Women doing fine in GOP, thank you I found the letter...


April 21, 2002

Women doing fine in GOP, thank you

I found the letter "Doing another count of Democratic women" (April 7) by Carole Fisher to be an interesting spin on the role of women in the Republican Party. Ms. Fisher, who is listed on the Maryland State Democratic Web site as the state party secretary, a fact left off of her Letter to the Editor, missed some points when responding to the letter by Louis Pope [properly identified as the Howard County Republican Central Committee Chairman].

She mentioned that Sen. Sandy Schrader and Del. Gail Bates were not elected but appointed by the Central Committee. I don't believe their votes in Annapolis were counted differently because they were appointed.

It should be noted that the Central Committee, which appointed Sen. Schrader and Del. Bates, is made up of nine members, four of whom are women, all of them selected by the Republican voters of Howard County.

In addition to the women currently serving in office listed by Louis Pope, the announced Republican candidates in Howard County include three women: Diane Wilson for Council District 3, Joan Lancos for Council District 4, and myself for State Delegate, District 13. This is hardly the face of a male-dominated Republican Party that is often portrayed. So, in addition to those Republican women already serving, more of us will appear on the ballot in November. Republican women have an "excellent prospect to be elected" and to subsequently serve in the courtrooms and council chamber of Howard County and in the State House in Annapolis.

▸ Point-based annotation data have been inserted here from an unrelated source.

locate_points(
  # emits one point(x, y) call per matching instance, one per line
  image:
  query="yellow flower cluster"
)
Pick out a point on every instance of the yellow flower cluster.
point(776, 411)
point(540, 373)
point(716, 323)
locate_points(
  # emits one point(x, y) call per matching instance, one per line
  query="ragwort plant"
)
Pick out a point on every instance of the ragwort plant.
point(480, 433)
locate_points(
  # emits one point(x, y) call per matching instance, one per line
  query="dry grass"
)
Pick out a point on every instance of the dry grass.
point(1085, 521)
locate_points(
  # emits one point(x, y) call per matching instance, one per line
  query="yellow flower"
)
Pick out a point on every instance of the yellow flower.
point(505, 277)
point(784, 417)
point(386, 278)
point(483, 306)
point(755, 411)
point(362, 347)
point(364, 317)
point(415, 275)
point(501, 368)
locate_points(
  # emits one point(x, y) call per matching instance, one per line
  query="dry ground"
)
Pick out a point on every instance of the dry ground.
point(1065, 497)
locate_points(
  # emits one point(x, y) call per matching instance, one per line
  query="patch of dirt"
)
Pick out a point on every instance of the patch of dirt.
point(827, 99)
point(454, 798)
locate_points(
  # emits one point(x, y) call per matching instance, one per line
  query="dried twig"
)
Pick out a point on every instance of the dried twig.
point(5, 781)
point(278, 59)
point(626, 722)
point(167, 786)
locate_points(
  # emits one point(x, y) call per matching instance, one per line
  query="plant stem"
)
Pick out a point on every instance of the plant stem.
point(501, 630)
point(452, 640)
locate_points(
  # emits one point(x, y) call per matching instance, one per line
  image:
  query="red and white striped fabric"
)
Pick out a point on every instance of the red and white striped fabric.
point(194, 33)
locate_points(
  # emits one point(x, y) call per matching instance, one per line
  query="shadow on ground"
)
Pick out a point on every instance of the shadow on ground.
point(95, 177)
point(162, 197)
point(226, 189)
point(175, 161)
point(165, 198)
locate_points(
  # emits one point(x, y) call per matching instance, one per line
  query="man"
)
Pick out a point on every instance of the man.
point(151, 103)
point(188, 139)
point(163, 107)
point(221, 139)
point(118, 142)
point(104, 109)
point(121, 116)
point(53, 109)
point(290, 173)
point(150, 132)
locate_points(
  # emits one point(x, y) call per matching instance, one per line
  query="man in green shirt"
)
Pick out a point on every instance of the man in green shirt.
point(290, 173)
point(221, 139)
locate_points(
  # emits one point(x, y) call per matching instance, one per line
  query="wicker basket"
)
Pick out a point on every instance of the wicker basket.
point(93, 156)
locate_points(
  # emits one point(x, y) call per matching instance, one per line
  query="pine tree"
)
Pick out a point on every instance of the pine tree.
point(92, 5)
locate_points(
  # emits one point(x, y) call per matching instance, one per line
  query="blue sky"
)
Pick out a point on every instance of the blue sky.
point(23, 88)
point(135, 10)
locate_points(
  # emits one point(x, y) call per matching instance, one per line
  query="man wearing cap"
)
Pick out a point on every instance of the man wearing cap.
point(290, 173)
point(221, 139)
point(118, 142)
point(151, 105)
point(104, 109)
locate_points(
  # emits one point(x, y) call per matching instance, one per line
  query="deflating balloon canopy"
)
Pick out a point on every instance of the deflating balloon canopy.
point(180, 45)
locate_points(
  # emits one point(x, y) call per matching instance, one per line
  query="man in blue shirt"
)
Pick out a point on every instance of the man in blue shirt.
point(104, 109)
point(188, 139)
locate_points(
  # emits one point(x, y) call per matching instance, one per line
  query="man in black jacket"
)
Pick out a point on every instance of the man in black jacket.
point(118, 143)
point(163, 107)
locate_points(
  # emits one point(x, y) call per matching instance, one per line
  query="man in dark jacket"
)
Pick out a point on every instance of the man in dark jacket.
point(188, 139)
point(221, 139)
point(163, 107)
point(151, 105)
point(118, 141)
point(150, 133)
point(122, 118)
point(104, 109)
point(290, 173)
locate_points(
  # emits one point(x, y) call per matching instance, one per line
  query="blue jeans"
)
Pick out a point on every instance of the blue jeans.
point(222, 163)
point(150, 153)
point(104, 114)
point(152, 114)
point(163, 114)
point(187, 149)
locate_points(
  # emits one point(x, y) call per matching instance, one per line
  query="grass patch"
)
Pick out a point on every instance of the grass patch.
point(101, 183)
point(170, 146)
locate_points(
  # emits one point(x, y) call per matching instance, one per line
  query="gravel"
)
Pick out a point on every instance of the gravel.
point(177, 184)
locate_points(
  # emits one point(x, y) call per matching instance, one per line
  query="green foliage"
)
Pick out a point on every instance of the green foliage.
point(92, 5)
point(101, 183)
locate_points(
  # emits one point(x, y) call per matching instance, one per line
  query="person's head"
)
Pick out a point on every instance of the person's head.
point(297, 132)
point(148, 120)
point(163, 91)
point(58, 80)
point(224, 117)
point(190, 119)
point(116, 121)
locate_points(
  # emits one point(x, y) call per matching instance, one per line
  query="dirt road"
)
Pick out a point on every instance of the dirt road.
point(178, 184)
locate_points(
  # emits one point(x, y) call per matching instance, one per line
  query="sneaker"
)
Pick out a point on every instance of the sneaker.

September's primary elections in Howard County will prove whether Democrats themselves will choose to have women represent their party in the general election in those races in which women are running. Until then, Howard County will be ably served by women of both parties.

Mary Beth Tung

Clarksville(The writer is a Republican candidate for state delegate, District 13.)

Recreation softball gets poor treatment

This letter is in response to Lowell Sunderland's article "Here's the pitch on softball" (April 14).

I have coached fastpitch softball for the past five years with AYRA girl's softball and currently have a daughter playing 8U recreation ball with HCYP and another playing travel ball with the Maryland Chill fastpitch organization. Mr. Sunderland touched base on a very real problem in Howard County recreation level softball. I know first hand, because I was forced to fold my 8U team with AYRA this year after only five kids signed up for that age bracket.

What he failed to do was to look completely into the situation and identify what's really going on. If he had looked deeper, he would have found that many people are leaving the county's recreation-level softball because it's treated by many organizations as a second-class sport, and they are sick of it.

Organizations such as Columbia Youth Baseball Association, which was mentioned in the article, provide their baseball teams with plenty of fields, quality equipment, professional umpires and small manageable teams. Their softball teams, on the other hand, are given inadequate fields, hand-me-down baseball equipment (often not made for use in fastpitch), untrained or no umpires and teams which are so large that coaches can't work properly with all of the girls, and playing time becomes an issue.

Even organizations like HCYP, which have wonderful people like Rich Francis working hard to promote the sport within their organization and the county, don't put softball on a level playing field with baseball. The baseball fields at the HCYP-run Kiwanis Wallas Park have enclosed dugouts, elevated scorer's rooms, and well-maintained bleachers. Their girls softball fields on the other hand have rusted backstops, small bleachers in need of repair, and instead of having a dugout, the girls sit on a metal bench behind a 5-foot fence without shelter from the sun. On opening day of the softball and baseball season this year, they made announcements over the PA introducing the baseball teams playing on the various fields, but there was no mention whatsoever of softball. Is it any wonder that girls are looking for other sports to play when they have to be treated like this?

The other thing that Mr. Sunderland would have found is that there is a very large and thriving community of travel ball. Over the past three years the Maryland Chill fastpitch organization, which is based in Howard County, has grown to be one of the largest in the state. They are fielding teams in every age bracket except one this year, two of which have already qualified for the National Softball Association's "A" National Championship in Chattanooga, Tennessee.